BEIJING: China plans to take a giant step towards making the yuan more convertible by extending a pilot scheme allowing the currency to be traded with few restrictions to all its free trade zones, before taking the scheme nationwide later this year.

The liberalisation, revealed to Reuters on Friday by three sources with knowledge of the plan, underlines China’s ambition to transform the yuan into a major global currency.

“Once this is done, this will be a big step forward in opening China’s capital account,” said one of the sources, who all declined to be named as they were not authorised to speak to the media.

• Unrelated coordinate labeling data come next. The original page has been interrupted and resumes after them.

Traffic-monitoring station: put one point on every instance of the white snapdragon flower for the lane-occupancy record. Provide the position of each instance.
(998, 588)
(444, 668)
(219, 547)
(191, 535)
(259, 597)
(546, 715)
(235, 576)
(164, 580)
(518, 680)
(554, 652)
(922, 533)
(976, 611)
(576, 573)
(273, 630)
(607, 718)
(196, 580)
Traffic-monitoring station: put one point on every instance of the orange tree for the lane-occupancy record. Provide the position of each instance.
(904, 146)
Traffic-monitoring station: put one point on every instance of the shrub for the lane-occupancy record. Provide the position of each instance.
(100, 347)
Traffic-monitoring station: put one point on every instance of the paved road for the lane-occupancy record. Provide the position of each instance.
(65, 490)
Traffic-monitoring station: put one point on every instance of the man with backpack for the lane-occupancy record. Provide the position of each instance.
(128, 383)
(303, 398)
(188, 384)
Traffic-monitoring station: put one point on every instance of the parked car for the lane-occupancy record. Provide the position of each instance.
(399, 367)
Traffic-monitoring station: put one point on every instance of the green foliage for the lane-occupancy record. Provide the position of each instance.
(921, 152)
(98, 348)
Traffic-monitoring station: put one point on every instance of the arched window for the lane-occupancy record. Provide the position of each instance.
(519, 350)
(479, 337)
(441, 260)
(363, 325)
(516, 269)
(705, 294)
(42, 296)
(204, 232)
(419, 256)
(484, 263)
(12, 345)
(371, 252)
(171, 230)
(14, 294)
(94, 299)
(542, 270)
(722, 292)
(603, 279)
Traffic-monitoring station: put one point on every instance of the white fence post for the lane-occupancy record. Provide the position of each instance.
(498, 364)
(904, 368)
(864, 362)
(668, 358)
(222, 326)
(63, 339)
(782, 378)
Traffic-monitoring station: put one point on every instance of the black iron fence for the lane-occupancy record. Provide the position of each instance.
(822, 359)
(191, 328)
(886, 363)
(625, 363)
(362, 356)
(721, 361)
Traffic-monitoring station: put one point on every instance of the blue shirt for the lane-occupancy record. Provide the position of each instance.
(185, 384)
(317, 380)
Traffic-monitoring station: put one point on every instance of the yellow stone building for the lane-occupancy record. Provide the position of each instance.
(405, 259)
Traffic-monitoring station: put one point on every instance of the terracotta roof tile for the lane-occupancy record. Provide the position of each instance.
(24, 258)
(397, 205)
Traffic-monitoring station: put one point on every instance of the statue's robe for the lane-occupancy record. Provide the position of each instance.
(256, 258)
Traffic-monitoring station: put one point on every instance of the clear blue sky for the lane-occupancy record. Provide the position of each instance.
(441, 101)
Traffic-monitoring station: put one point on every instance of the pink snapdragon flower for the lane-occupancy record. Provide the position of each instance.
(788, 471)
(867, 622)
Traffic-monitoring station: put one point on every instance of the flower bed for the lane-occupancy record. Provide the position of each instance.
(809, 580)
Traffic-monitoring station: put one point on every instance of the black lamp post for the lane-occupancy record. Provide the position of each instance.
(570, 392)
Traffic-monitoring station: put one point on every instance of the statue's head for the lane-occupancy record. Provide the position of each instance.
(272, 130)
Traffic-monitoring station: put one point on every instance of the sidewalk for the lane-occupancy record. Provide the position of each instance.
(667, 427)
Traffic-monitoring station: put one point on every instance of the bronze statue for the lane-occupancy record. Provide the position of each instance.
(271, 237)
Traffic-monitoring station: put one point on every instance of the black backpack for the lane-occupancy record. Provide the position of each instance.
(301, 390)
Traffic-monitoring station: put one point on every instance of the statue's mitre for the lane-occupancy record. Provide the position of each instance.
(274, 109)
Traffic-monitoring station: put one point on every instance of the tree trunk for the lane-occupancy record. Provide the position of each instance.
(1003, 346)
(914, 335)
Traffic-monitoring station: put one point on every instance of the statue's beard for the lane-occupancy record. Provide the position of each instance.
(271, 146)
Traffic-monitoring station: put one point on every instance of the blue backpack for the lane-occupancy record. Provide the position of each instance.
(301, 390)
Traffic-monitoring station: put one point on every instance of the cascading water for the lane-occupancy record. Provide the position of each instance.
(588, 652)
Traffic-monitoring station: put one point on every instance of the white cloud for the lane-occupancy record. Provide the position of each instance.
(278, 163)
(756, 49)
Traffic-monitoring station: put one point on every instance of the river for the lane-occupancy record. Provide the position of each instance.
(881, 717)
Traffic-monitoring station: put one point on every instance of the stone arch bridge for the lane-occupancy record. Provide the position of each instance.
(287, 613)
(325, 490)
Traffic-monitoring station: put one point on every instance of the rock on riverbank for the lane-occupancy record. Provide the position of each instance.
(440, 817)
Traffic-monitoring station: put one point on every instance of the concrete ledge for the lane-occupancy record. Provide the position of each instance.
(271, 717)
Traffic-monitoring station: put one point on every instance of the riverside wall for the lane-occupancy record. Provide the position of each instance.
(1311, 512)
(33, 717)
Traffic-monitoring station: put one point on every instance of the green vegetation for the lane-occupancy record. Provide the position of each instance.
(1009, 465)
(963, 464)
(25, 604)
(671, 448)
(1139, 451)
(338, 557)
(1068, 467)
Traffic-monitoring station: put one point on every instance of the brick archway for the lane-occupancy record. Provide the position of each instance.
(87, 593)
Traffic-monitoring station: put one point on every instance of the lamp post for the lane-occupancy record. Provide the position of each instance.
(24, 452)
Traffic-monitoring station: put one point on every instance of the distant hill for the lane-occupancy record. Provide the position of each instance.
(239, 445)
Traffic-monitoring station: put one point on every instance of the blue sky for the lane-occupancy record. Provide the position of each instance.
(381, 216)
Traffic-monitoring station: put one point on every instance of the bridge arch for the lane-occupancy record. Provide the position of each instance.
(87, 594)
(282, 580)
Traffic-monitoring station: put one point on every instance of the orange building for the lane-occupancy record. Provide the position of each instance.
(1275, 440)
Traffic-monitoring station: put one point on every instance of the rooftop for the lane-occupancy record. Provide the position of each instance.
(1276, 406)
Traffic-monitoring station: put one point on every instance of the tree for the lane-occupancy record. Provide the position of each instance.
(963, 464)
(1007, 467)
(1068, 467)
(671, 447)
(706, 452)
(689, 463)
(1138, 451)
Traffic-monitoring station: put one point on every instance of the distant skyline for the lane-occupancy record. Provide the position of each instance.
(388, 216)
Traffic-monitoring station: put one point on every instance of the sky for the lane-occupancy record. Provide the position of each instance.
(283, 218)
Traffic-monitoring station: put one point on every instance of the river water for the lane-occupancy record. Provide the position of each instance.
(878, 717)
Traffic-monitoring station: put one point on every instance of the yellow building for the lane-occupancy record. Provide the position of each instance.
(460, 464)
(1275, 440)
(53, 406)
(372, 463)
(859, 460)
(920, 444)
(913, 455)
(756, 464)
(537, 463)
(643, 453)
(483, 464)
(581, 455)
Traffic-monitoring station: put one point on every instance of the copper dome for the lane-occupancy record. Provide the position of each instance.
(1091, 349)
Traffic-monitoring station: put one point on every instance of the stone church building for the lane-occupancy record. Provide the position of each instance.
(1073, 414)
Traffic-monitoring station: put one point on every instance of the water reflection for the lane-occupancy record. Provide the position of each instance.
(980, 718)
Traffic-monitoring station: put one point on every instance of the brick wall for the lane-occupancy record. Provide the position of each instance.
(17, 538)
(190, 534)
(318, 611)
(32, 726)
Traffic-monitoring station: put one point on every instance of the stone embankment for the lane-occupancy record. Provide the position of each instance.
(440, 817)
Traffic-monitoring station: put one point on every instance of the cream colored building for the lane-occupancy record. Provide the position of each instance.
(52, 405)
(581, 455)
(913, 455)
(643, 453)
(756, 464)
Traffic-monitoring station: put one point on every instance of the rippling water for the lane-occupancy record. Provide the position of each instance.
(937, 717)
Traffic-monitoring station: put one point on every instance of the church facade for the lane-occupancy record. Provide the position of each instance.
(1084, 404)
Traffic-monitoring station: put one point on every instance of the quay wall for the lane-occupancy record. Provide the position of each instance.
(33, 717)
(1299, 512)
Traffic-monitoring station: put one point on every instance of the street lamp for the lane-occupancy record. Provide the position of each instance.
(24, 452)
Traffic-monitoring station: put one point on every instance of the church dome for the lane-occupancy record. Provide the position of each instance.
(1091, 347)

The timing would aid Beijing’s campaign this year to persuade the International Monetary Fund to include the yuan in its currency basket.

Under the pilot scheme, firms in the Shanghai free trade zone (FTZ) can move the yuan and other foreign currencies in and out of China for capital account transactions. That lets them raise money overseas and bring the funds back to China for real investment — a practice that is otherwise banned in China.

In coming months firms in China’s other FTZs — in Tianjin, Fujian and Guangdong — will be granted the same right, the sources said, though one said the roll-out would be staggered due to concerns over rising capital outflows.

Thereafter, the plan is to expand the scheme across China by the end of the year, they said.

No details were available on how the experiment will be expanded nationwide, and the central bank did not comment when contacted for this story.

But analysts, many of whom have been surprised by the pace of China’s recent reforms, said the intentions were clear.

“It is a signal to the financial market that policymakers want to push forward the convertibility of the yuan,” said Ma Xiaoping, an economist with HSBC in China.

Analysts say the expansion of the pilot showed China is freeing the yuan and its capital account in steps.

“This is actually poking a hole in the capital account,” said Lin Jianjun, an analyst at the Bank of China.

“The interest rate and foreign exchange markets will be forced into changes, and it will pose a challenge to China’s financial market as interest rate controls will no longer matter.”

Full liberalisation will be a slow process that includes eventually widening the yuan trading band and letting households invest overseas more easily. Banks and China’s currency regulator could resist the changes, one of the sources said.

China currently operates an administered peg exchange rate system, whereby the yuan-dollar exchange rate is allowed to fluctuate by 2 per cent either side of a midpoint fixed by the central bank each day.